As were many other Fitzgerald stories, these were written for money. Fitzgerald was in debt and in poor health at the end of his life; their hurried composition was a factor in their questionable quality. Gingrich has verified, however, that Fitzgerald took these stories seriously. He revised them numerous times, often cabling meticulous changes at the last minute. Even in the 1920s when his stories brought in over 10 times the amount Esquire could pay in the 1930s, money was never the exclusive motive for Fitzgerald. Nonetheless, these stories do not approach the quality of his best work. Many of the plots are contrived; an unbelievable surprise frequently forces a story’s end. More like sketches, the pieces are hard to classify, and some of the weaker ones seem too insubstantial to be considered serious fiction. Critical evaluation, however, has only recently begun.
Stylistically, the Pat Hobby sequence is a departure from Fitzgerald’s early lyricism. The objective narration is sparse, foreshadowing the minimalism of the 1970s. Fitzgerald had used humor in his stories from the beginning, but the dry, satirical, sometimes bitter tone of the narration in these pieces belongs to the fictional posture of his last years. Pat Hobby is a washedout scriptwriter at 49—lazy, conniving, stupid, selfish, and pathetic. We are invited to laugh at his absurdities, but the series is not pure comedy. All of Fitzgerald’s fiction mixes techniques from different genres; tonal ambiguity is present in these stories too. Recent critics describe them as social REALISM, emphasizing their panoramic scan of Hollywood. Others see Fitzgerald’s romantic strain still operative in Hobby’s delusional attempts to recreate his past glory. It is even possible in some of the stories to sympathize with Hobby as one who, despite his own failings, is also victimized by the vulgarity and greed of the Hollywood system—the game that has grown larger than any of its players, corrupting all but the lucky or exceptionally intelligent few.
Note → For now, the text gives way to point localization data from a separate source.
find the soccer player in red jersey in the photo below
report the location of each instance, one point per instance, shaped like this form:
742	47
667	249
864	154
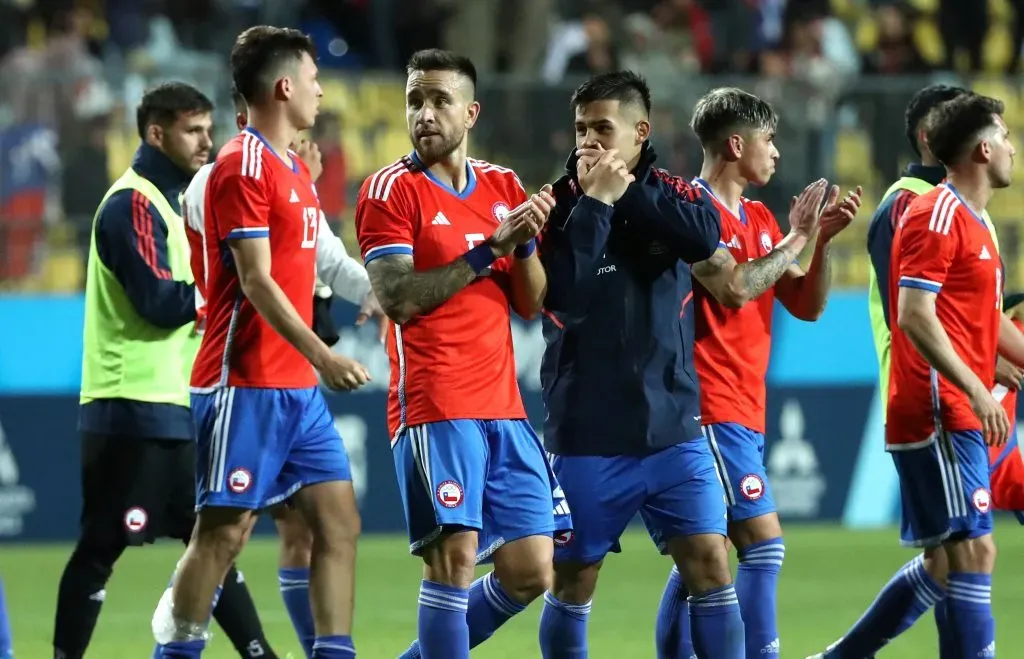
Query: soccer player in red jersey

Parallels between Fitzgerald and his tired protagonist are obvious. As with Hobby, Fitzgerald no longer enjoyed the high visibility or financial returns on his work that had defined his career in the 1920s. As with Hobby, alcoholism, family problems, debt, and depression had left Fitzgerald emotionally exhausted. The Pat Hobby stories, however, are more than self-expression. In the next decade, as the critical reevaluation of Fitzgerald’s body of work continues, they are among the works most likely to receive new interpretations.
BIBLIOGRAPHY
Daniels, Thomas E. “Pat Hobby: Anti-Hero.” Fitzgerald/ Hemingway Annual. Columbia: S.C.: Bruccoli Clark Layman, 1973.
Gingrich, Arnold. “Introduction.” In The Pat Hobby Stories. New York: Scribner, 1962.
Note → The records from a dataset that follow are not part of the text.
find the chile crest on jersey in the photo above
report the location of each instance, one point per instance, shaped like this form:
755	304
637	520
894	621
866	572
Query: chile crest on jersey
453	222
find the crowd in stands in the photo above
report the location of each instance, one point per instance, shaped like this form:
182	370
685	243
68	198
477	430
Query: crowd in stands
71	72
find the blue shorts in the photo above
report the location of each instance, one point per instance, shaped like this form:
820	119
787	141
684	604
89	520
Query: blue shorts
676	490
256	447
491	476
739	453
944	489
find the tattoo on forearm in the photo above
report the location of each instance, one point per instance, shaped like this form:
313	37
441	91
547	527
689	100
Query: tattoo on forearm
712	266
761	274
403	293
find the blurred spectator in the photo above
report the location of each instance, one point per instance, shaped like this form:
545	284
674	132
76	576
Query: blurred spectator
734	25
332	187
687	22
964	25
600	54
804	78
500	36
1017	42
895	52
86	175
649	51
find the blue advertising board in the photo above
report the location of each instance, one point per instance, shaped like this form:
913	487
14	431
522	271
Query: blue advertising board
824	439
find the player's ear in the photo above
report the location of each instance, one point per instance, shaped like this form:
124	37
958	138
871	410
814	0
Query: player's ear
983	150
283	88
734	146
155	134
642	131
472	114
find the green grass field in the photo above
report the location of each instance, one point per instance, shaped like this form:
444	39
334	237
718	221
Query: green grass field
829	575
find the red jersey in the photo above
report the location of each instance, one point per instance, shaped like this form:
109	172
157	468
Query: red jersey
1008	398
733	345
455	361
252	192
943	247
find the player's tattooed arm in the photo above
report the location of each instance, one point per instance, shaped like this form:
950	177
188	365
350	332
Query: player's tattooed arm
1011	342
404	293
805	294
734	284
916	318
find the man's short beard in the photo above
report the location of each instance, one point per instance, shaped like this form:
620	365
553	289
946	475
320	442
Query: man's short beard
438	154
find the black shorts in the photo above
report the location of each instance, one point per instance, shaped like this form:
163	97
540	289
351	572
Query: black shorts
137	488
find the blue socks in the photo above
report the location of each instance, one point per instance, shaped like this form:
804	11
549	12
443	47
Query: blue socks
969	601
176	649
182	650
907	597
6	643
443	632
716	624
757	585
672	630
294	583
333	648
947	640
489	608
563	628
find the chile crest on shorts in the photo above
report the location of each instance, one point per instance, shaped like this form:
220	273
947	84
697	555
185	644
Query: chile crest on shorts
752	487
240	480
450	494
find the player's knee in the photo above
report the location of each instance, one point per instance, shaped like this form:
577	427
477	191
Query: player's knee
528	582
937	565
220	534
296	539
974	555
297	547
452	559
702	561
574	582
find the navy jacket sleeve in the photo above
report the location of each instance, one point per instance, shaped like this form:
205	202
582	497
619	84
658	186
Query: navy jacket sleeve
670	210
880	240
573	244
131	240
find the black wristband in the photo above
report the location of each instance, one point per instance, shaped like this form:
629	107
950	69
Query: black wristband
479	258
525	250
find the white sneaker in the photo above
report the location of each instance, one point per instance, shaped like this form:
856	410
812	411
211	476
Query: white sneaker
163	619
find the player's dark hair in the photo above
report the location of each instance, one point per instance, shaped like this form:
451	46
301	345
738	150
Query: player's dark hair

Stern, Milton R. “Will the Real Pat Hobby Please Stand Up?” In New Essays on Fitzgerald’s Neglected Stories, edited by Jackson R. Bryer. Columbia: University of Missouri Press, 1996.
West, James L. W. III. “Fitzgerald and Esquire.” In The Short Stories of F. Scott Fitzgerald: New Approaches in Criticism, edited by Jackson R. Bryer. Madison: University of Wisconsin Press, 1982.